Categorical Agreement: % Agreement, Specific Agreement, and Kappa

Abstract

When clinicians and clinical researchers classify outcomes into discrete categories, evaluating true inter-rater consensus requires statistical tools that separate genuine diagnostic skill from sheer chance. While raw percent agreement offers an intuitive baseline, it fundamentally overestimates instrument reliability by failing to discount the probability of raters agreeing purely by luck. To properly diagnose weaknesses within specific classifications, percent specific agreement isolates consensus category by category. For rigorous evaluation of nominal data, Cohen's Kappa formally subtracts expected chance agreement from observed agreement, revealing true consensus and demonstrating how uncorrected metrics mask measurement error. Furthermore, when clinical classifications follow an ordinal scale where errors vary in severity, weighted Kappa applies linear or quadratic weighting to appropriately credit partial agreement for near-misses. Finally, the Intraclass Correlation Coefficient provides a robust alternative for longer ordinal scales to avoid arbitrary weighting schemes. This article details the categorical agreement toolkit, teaching clinicians how to calculate and interpret chance-corrected metrics to properly validate their diagnostic tools.

Introduction

When two raters classify the same things into categories — two radiologists calling chest films normal vs abnormal, two reviewers calling abstracts include vs exclude, two nurses scoring pain as mild / moderate / severe — we need a number that says how well they agree. The intuitive answer is "count how often they gave the same label and divide by the total." That is percent agreement, and it is a real, useful statistic. But it has a famous blind spot: even two people answering at random will sometimes land on the same label by sheer luck. A statistic that does not subtract that luck will flatter a bad instrument.

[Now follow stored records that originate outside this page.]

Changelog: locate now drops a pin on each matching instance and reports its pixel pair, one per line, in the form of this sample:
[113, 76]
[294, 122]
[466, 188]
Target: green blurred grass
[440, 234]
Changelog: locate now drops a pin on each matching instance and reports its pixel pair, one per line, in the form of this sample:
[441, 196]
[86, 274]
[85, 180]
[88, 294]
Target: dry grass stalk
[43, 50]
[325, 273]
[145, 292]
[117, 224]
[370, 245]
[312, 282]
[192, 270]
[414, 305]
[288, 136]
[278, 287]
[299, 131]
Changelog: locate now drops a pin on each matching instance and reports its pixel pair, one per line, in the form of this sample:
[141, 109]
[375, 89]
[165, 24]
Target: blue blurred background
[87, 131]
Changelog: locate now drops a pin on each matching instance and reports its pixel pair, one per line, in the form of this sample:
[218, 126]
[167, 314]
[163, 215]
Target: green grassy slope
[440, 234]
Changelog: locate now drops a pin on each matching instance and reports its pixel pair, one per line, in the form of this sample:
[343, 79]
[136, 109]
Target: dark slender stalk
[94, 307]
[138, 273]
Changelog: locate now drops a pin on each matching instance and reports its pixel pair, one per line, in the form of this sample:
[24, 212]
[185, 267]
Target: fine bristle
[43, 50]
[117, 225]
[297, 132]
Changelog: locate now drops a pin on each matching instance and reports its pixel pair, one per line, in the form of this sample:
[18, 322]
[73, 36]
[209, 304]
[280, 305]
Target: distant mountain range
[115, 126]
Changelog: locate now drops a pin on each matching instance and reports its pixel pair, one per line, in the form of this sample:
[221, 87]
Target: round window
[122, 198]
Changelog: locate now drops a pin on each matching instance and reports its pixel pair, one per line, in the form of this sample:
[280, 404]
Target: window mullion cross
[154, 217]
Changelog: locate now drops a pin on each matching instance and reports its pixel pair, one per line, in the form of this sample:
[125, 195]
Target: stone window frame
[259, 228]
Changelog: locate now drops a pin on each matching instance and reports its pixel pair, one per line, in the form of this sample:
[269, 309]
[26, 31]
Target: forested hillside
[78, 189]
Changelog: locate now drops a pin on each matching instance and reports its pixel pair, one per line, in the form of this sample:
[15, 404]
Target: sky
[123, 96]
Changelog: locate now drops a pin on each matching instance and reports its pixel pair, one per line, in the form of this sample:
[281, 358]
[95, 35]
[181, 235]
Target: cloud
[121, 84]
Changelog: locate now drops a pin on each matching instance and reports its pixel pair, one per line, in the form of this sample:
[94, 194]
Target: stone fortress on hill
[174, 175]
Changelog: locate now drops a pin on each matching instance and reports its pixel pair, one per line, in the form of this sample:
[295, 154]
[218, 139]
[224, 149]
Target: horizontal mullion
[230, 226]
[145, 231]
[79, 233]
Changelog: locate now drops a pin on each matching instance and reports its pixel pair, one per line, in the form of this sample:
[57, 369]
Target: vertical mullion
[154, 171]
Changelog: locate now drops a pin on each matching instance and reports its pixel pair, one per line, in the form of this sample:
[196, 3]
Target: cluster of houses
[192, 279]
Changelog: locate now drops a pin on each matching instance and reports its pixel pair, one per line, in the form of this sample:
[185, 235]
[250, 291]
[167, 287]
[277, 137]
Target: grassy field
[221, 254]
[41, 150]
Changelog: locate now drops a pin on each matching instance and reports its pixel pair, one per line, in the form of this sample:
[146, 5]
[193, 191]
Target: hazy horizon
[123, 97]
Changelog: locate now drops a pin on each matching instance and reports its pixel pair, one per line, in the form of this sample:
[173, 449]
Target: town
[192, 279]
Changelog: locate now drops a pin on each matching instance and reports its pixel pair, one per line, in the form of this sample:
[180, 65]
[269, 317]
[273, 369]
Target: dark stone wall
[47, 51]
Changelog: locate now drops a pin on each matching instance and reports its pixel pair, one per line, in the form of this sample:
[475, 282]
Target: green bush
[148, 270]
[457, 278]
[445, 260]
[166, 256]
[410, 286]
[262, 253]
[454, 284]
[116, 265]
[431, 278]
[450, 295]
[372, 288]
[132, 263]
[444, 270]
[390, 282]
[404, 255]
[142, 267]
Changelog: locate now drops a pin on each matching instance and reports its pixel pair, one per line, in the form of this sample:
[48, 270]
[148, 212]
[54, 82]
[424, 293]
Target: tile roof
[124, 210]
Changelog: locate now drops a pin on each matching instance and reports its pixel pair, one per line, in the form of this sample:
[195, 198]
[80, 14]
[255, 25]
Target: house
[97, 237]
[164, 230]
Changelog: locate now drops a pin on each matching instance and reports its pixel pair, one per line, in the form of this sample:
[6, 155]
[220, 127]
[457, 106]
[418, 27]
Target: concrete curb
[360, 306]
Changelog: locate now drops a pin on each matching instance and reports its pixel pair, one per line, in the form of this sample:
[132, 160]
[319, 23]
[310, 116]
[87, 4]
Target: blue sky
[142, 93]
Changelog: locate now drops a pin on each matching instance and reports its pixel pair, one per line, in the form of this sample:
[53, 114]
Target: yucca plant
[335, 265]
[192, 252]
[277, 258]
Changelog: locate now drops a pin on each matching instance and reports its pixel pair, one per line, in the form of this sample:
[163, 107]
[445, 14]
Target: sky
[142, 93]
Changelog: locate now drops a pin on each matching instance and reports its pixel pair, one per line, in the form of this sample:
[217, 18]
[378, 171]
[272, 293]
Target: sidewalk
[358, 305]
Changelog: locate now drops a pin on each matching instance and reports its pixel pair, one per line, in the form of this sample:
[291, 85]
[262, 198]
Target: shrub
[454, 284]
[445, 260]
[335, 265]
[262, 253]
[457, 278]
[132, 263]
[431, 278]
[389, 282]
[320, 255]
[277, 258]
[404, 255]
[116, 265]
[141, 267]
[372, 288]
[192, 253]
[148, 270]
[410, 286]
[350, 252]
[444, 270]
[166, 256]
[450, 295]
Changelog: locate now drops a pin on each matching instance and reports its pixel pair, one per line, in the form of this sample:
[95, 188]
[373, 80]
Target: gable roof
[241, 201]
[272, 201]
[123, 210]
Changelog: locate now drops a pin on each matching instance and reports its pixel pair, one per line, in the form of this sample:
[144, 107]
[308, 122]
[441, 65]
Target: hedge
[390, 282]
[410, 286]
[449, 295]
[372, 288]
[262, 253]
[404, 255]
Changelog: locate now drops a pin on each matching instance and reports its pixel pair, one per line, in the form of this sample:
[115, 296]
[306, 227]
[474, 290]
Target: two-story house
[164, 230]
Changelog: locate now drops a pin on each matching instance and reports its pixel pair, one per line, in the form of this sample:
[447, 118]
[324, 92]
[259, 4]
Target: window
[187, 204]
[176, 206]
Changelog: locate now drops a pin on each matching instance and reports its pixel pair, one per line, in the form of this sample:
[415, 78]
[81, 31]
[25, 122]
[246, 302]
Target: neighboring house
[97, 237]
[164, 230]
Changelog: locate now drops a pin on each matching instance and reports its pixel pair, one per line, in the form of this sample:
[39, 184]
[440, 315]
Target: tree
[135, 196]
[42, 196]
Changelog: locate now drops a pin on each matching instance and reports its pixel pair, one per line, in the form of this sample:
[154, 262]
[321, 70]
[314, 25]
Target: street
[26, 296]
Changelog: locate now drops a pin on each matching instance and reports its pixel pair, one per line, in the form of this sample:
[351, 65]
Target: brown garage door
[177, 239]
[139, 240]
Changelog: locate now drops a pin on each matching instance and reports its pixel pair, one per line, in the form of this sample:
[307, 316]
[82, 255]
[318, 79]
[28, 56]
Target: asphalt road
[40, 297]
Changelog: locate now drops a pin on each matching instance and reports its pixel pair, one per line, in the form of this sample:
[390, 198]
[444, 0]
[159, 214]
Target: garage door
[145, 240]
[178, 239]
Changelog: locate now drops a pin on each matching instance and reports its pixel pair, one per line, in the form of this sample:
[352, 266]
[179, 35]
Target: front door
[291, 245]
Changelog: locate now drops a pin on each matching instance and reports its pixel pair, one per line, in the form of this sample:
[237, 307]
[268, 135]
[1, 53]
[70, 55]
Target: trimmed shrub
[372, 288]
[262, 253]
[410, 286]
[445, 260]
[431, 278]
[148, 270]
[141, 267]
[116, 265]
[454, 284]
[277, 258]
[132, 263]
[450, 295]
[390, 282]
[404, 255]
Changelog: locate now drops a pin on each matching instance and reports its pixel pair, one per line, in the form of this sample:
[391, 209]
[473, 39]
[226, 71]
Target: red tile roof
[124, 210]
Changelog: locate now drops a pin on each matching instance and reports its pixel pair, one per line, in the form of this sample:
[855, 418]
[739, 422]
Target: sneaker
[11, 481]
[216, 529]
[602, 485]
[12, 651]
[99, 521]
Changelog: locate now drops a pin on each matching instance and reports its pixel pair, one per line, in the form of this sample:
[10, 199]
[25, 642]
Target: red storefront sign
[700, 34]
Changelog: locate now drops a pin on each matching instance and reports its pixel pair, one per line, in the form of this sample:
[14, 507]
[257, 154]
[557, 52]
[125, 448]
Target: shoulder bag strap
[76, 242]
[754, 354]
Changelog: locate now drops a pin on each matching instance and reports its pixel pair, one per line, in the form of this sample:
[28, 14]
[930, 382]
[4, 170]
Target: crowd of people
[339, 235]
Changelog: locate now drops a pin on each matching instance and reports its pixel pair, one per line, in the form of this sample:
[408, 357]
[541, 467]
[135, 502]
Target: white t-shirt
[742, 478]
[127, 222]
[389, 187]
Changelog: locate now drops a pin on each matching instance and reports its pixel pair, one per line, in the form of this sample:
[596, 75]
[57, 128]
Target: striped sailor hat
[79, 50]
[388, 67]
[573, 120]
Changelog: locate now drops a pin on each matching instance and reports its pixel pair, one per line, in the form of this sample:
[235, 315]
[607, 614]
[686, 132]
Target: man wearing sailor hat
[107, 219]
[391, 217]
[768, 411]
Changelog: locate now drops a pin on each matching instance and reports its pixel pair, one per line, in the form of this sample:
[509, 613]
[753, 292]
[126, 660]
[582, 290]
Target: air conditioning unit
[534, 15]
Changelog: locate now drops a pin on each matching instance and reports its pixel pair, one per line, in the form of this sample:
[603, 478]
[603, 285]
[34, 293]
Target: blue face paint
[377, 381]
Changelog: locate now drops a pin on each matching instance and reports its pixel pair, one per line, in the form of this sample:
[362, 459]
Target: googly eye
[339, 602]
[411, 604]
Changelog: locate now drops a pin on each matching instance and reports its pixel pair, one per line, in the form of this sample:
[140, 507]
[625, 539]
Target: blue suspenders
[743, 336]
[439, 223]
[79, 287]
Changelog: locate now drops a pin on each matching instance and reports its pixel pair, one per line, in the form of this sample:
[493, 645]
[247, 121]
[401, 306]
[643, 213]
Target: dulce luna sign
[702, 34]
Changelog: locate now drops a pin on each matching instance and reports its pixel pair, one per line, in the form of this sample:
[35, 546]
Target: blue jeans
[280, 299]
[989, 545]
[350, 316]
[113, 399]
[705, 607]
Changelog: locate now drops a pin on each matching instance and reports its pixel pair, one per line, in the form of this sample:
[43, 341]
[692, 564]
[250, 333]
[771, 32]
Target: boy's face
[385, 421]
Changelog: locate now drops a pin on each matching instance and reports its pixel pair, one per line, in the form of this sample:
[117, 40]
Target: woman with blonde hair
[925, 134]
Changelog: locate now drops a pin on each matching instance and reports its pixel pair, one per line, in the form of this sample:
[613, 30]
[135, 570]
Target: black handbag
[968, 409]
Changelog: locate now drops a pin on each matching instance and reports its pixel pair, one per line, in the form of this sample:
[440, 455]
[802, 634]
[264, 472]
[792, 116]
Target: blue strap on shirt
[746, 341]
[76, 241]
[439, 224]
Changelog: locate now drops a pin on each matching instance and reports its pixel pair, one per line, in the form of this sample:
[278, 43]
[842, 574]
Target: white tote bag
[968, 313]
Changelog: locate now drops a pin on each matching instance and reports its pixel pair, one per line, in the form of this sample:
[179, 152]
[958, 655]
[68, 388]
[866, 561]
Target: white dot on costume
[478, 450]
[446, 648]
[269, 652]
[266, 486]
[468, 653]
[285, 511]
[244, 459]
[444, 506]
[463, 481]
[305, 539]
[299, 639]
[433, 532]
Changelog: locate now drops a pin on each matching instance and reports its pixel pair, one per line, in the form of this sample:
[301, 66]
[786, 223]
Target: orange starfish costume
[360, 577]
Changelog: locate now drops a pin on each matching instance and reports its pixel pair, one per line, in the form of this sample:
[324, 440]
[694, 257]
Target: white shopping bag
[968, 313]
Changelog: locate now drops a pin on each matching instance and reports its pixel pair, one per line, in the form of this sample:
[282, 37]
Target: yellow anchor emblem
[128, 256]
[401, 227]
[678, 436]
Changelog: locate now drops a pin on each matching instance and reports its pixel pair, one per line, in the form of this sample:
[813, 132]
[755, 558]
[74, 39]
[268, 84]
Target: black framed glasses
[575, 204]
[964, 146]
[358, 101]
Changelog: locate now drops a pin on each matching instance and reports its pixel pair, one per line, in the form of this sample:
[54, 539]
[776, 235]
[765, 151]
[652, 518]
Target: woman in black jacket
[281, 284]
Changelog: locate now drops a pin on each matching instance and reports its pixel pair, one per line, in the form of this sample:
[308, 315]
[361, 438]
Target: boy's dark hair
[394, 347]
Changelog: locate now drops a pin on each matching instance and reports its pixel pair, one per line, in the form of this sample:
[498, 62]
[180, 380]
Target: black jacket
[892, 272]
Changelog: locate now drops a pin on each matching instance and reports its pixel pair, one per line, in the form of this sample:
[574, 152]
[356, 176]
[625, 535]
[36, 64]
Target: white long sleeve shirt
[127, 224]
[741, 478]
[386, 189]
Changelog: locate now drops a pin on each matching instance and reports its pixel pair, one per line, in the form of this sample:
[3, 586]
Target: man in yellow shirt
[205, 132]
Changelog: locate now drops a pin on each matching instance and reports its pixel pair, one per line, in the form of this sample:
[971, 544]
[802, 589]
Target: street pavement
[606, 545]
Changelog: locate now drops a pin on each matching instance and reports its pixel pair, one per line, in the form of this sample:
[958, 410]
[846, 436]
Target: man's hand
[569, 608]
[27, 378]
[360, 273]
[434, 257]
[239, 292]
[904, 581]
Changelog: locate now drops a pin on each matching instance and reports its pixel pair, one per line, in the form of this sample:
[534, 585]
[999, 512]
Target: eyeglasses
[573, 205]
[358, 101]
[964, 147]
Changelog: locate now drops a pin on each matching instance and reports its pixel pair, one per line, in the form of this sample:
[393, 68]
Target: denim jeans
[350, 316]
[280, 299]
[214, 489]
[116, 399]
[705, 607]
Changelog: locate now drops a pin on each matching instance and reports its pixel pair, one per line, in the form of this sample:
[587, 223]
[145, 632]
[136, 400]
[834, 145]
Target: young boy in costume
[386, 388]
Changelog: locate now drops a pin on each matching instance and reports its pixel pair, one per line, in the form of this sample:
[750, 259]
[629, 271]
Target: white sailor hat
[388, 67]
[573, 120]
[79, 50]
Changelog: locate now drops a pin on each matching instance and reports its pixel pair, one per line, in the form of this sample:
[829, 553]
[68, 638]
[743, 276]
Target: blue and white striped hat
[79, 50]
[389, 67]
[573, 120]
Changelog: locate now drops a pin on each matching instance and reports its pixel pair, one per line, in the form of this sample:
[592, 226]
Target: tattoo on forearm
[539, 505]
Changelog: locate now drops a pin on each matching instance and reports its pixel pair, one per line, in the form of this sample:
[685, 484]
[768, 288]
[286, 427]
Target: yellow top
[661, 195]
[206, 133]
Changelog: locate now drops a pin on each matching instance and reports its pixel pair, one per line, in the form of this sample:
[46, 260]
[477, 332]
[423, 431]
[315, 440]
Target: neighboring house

This article — part 4 of the From Sensitivity to Kappa series — teaches the categorical-agreement toolkit step by step: % agreement, % specific agreement, Cohen's Kappa (and why we correct for chance), and weighted Kappa for ordinal scales. Every number below is computed by hand so you can reproduce it.

The key question: when two raters give the same label, how much of that agreement is real, and how much is just chance?

First, a word on which statistic to reach for. Agreement and reliability are related but conceptually distinct. Agreement asks about the amount of measurement error and is expressed on an absolute scale (it needs a unit). Reliability asks only whether the instrument consistently separates different subjects, and is expressed as a relative proportion of true variance to total observed variance (no unit needed). For categorical data this distinction blurs, because categorical labels usually have no unit and classification matters more than measured distance — so most studies report agreement and reliability statistics side by side, which is why the two words are so often used interchangeably here.

⤢ click to enlarge

Figure. Choosing an agreement/reliability statistic by data type.

The selection map is short enough to read directly:

Type of outcome	Agreement (measurement error)	Reliability
Binary / Nominal	% Agreement, % Specific agreement	Cohen's Kappa
Ordinal	% Agreement, % Specific agreement	Weighted Kappa; ICC (ordinal outcome with more than 2 raters)

The COSMIN guideline files % Agreement and % Specific agreement under Agreement, and Cohen's Kappa / Weighted Kappa under Reliability — even though, as we will see, Kappa's formula and interpretation are spoken about almost entirely in the language of agreement.

Binary / nominal data: percent agreement

% Agreement is a descriptive statistic for the proportion of cases in which the two raters gave the same answer, with no attempt to discount chance. For a 2×2 table with cells \(a, b, c, d\) (where \(a\) and \(d\) are the two agreement cells and \(n\) is the total), it is simply:

\[ p_o = \%\text{ agreement} = \frac{a + d}{n} \times 100 \]

That is it. It is honest, transparent, and exactly the number a clinician's intuition reaches for. Its weakness — agreement by chance is baked in — is what Cohen's Kappa exists to fix.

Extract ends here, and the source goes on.